Assume that the wave function for the $1s^2$ ground configuration is a product of $Ne^{-\alpha r_1}, Ne^{-\alpha r_2}$, I would like to calculate the average energy $\langle e^2/4\pi\epsilon_0r_{12}\rangle$
Then:
$$\left\langle \frac{e^2}{4\pi\epsilon_0r_{12}} \right\rangle = \int|Ne^{-\alpha r_1}|^2\cdot|Ne^{-\alpha r_1}|^2\frac{1}{|\vec{r}_1-\vec{r}_2|}d^3r_1\,d^3r_2$$
Any good suggestions on how to solve this integral?
Best Answer
You can use the Laplace expansion of the inverse distance $$\frac{1}{|\vec{r}_1-\vec{r}_2|} =\sum_{\ell=0}^\infty\frac{4\pi}{2\ell+1}\frac{r_<^\ell}{r_>^{\ell+1}} \sum_{m=-\ell}^{+\ell}Y_{\ell m}^*(\theta_1,\phi_1)Y_{\ell m}(\theta_2,\phi_2)$$ where $r_<$ is the smaller one of $r_1$ and $r_2$, and $r_>$ is the bigger one of $r_1$ and $r_2$.

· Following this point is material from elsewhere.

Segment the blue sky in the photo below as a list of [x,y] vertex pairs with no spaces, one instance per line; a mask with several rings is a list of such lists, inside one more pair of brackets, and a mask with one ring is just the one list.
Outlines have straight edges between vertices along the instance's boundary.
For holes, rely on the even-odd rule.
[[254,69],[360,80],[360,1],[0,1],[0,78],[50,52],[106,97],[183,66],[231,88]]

Insert this expansion into your integral, and you get an integral of a sum. You can reorder this to a sum of integrals. Then you can calculate each of these integrals with straight-forward methods. Luckily for you, in the sum the angular integrals over $(\theta_1,\phi_1)$ and $(\theta_2,\phi_2)$ are all zero, except the one with $\ell=0$ and $m=0$. So you arrive at $$\int_0^\infty\int_0^\infty |Ne^{-\alpha r_1}|^2\cdot |Ne^{-\alpha r_2}|^2\ \frac{1}{r_>} \ r_1\ dr_1\ r_2\ dr_2$$